1. BÖLÜM
*
"Bir adam evliyse çoktan ölmüş demektir!"
Carl MacAlpin
"Tanrı'dan isteyeceğim son şey bir İskoçla evlenmekti."
Mary Kexless
*
Mary ona doğru gelen kararlı ve sert adımları yutkunarak izledi. Kaçmak gururuna yediremeyeceği bir şeydi ama Carl MacAlpin'e karşı korkusuzca durmak gururunun bile kaldıramayacağı kadar ağır ve zordu.

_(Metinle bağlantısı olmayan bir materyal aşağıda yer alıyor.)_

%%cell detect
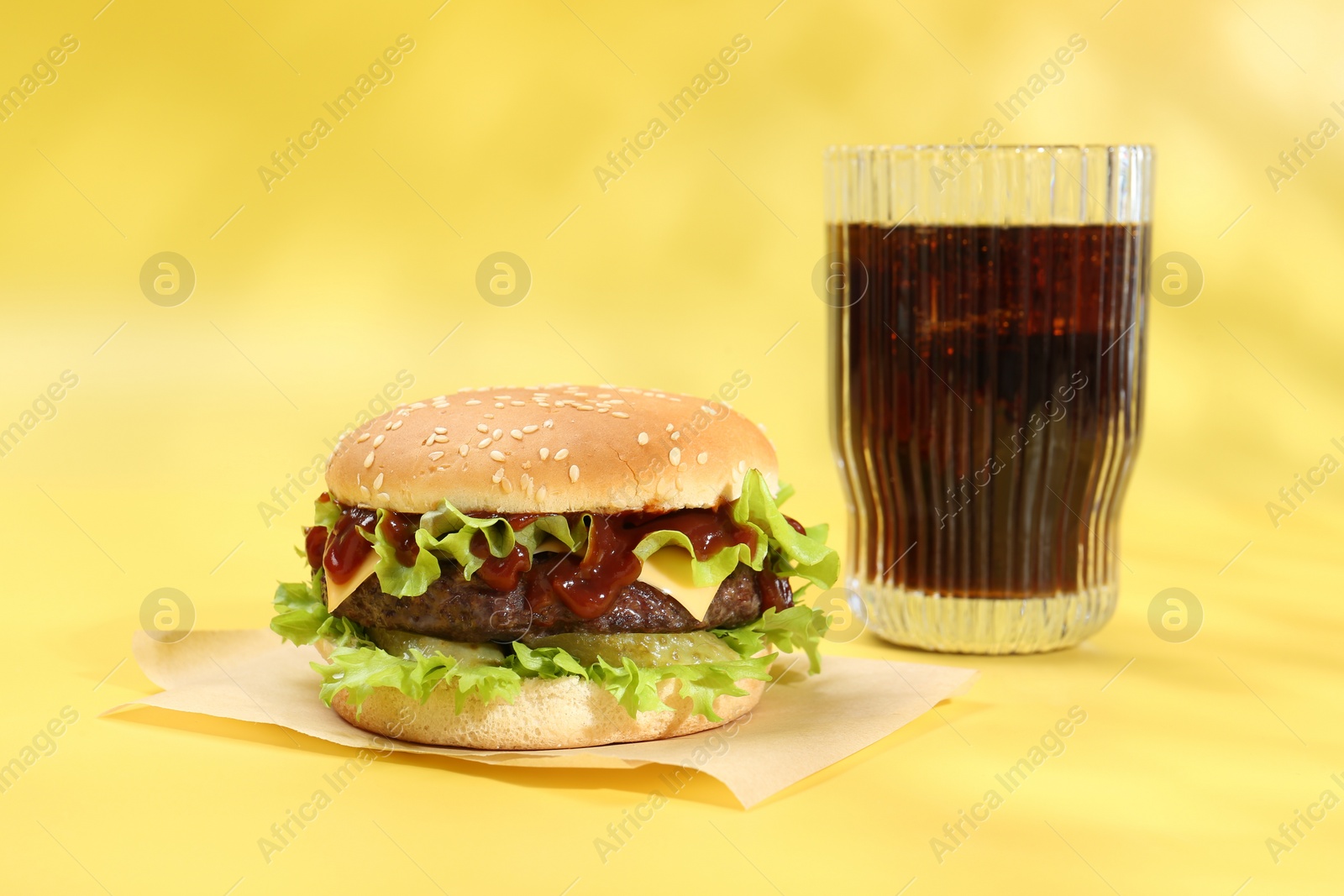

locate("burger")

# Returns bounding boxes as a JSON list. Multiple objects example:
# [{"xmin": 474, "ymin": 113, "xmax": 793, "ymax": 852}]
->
[{"xmin": 271, "ymin": 385, "xmax": 837, "ymax": 750}]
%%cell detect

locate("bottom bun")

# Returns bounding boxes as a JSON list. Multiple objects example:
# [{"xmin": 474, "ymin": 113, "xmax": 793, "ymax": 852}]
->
[{"xmin": 316, "ymin": 641, "xmax": 766, "ymax": 750}]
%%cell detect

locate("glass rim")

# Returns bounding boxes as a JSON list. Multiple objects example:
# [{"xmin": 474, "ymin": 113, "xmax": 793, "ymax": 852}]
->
[{"xmin": 825, "ymin": 143, "xmax": 1156, "ymax": 155}]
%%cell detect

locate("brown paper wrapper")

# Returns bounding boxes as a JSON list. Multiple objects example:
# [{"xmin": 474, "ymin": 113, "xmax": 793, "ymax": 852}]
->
[{"xmin": 102, "ymin": 630, "xmax": 979, "ymax": 807}]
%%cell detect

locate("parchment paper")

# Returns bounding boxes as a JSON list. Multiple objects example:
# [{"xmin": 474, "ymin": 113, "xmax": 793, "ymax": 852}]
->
[{"xmin": 102, "ymin": 629, "xmax": 979, "ymax": 807}]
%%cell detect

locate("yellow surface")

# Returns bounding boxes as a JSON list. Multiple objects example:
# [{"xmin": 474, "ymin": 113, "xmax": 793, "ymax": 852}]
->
[{"xmin": 0, "ymin": 0, "xmax": 1344, "ymax": 896}]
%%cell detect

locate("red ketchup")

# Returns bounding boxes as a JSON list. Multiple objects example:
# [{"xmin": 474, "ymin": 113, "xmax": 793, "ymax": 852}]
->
[{"xmin": 323, "ymin": 505, "xmax": 785, "ymax": 619}]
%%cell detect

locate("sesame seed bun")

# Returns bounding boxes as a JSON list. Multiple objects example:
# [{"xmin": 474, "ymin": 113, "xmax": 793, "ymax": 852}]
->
[
  {"xmin": 327, "ymin": 385, "xmax": 778, "ymax": 513},
  {"xmin": 309, "ymin": 641, "xmax": 768, "ymax": 750}
]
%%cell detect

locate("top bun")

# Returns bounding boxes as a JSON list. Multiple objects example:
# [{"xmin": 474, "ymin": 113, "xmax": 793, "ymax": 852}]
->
[{"xmin": 327, "ymin": 385, "xmax": 778, "ymax": 513}]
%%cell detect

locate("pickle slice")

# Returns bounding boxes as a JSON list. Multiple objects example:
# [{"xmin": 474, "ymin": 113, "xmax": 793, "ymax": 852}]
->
[
  {"xmin": 526, "ymin": 631, "xmax": 742, "ymax": 666},
  {"xmin": 368, "ymin": 629, "xmax": 504, "ymax": 668}
]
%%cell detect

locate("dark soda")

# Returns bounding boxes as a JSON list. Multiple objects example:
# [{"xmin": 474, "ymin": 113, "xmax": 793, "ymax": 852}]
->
[{"xmin": 829, "ymin": 223, "xmax": 1151, "ymax": 598}]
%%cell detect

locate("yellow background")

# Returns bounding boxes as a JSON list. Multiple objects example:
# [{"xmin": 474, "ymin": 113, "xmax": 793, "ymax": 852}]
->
[{"xmin": 0, "ymin": 0, "xmax": 1344, "ymax": 896}]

Yutkundu, ona öpücüğününün ve cesaretinin hesabını sormaya gelen adama gözlerini kırpmadan bakmaya devam etti.
Burun buruna geldiklerinde ikisi de yutkunmuştu ama ikisinin de farklı sebepleri vardı. Carl evlenmek zorunda olduğu kadına yakından baktığı için şaşkın ve yenilmiş hissediyordu. Mary ise ona kaba davranan zoraki kocasına bu kadar yakın durduğu ve gözlerinin takıldığı dudakları tekrar öpmek istediği için şaşkındı.
Kes şunu Mary!
O kadar da güzel değil Carl!
"Seni öpmüş olsam da bu sana daha fazlasını yapma ve üstümde erkekliğini kanıtlama hakkını vermez! Şimdi bir adım geri çekil Carl MacAlpin!"
Carl onun cesaretine hayran kalmamak için olumsuz bir şey düşünmeye çalışsa da gözleri önündeki güzelliğin içinde hırçın bir kedi yatıyordu. Tam geri çekilmek üzereyken Mary'nin kabarık eteğinin arkasından hırlayarak çıkan beyaz bir kedi gördü. En az bir köpek kadar büyük ve iriydi. Carl gülmemek için başını yana yatırdı ve onu dinleyerek geri çekildi bu hem onun içinde iyi olacaktı. Çünkü ona biraz daha yakın durduğu takdirde ikinci öpücüğün kendisinden geleceğine inanmaya başlamıştı.
"Beni yeniden öpme isteğiyle yandığını biliyorum leydim. Bana yalan söylemeye kalkışma gözlerindeki arzu beni delip geçmek üzere! Ve erkekliğime gelirsek onu kanıtlayalı çok ama çok uzun zaman oldu!"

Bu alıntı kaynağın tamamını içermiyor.